The movie made me think a lot about triggers and what the mere mention of certain events means to the victims of abuse, rape, and other traumas. Dark Touch is all about triggers, how they manifest themselves, and how precarious life can be for victims of such horrible events. The saddest thing is that while Neve is now free from her abusers, she’s still not free from their influence or their power. Any perceived potential for abuse causes the anxiety associated with the trauma, and because Neve’s life has been defined by constant victimization, everything is a potential trigger.
It doesn’t even need to be adult cruelty that she witnesses. Kids can be so cruel as well, especially to people who are different. They’ll tease, they’ll mock, they’ll destroy them socially just because they can and it’s what the group is doing. Children often lack a basic concept of empathy, which I’m convinced is one sign of maturity. To be blunt, kids are absolute shits sometimes and they never fail to demonstrate their potential for ruthlessness and villainy; and there’s no better target for their malice than weaker children, outcasts, and the ones that are labeled freaks.

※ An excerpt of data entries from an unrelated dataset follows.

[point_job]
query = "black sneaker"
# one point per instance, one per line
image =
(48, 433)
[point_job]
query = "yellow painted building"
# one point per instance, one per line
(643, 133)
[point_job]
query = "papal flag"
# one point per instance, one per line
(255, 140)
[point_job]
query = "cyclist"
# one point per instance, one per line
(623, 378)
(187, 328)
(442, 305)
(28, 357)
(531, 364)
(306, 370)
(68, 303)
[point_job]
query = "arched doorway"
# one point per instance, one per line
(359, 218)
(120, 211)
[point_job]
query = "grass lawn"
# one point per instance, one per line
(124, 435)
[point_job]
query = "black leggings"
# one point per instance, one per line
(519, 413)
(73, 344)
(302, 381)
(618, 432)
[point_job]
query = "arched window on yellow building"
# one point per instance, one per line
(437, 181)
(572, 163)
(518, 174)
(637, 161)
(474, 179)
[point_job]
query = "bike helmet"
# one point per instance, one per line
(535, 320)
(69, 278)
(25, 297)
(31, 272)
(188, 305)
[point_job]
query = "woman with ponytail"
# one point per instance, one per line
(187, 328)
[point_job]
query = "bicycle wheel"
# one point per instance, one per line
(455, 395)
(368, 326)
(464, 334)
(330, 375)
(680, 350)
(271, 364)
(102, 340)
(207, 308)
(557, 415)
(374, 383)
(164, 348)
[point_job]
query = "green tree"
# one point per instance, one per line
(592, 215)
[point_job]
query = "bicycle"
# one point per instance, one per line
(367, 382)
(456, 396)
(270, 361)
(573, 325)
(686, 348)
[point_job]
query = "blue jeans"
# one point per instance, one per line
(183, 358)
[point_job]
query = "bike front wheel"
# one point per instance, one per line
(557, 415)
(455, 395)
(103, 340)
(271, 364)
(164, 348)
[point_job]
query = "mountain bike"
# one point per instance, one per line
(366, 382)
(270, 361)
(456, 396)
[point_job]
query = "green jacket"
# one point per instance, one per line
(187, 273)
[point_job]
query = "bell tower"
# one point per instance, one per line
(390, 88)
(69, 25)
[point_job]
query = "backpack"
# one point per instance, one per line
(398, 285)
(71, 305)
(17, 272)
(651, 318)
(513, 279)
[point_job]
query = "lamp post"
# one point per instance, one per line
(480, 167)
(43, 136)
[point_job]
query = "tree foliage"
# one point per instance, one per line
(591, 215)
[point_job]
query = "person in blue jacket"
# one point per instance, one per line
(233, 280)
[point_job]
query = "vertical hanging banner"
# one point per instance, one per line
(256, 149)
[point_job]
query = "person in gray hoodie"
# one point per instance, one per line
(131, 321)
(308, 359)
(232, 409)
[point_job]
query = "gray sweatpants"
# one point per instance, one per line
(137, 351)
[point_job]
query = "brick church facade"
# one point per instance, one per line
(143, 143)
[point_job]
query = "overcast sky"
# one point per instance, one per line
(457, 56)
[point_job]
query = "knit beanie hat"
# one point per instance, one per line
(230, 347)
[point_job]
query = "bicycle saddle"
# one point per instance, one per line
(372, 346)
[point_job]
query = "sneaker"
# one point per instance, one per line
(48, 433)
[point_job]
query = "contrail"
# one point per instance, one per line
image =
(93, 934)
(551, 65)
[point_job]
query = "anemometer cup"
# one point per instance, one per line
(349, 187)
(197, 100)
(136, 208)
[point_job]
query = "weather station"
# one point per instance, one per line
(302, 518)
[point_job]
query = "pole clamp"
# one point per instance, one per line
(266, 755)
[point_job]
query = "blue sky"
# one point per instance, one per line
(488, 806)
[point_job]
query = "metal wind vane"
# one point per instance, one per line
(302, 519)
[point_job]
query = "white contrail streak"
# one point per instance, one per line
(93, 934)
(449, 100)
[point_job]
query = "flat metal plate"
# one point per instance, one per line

Neve has no one who can really understand her save for a pregnant school counselor, a teacher, and two other victims of abuse from her class. These two kids are barely confidants for Neve, and they’re not really allies in the cruel world either. In fact, they seem so fargone that they look like the walking dead. As for the counselor and the teacher, they may be the only two people in the world that Neve can forge a connection with, but she can’t trust them entirely. Again, the moment she lets her guard down could be the moment that she’s abused again.
The only response for a hopeless life like this is rage, and Dark Touch is fundamentally a movie about an uncontrollable rage at the world, merging Neve’s anger at her parents with a sense of moral outrage at the victimization of children. Whatever has been awakened in Neve is only getting stronger, and as she’s understanding what she’s become, it gives her a chance to become an abuser herself. Finally, power. Adults who’ve never experienced what she’s experienced can never know the humiliation and horror, but maybe they can just get a taste of how bad it really is.
De Van has channeled those clamshell horror films I loved so much in high school, but she’s infused the style of those movies with absolute nihilism. Neve’s been condemned to lifelong misery because it’s all she knows, which means everyone she’s met in life and the whole town could be doomed to an even greater misery. That’s the bleak, terrifying undercurrent of Dark Touch: this is what the cycle of abuse is like, unending and apocalyptic.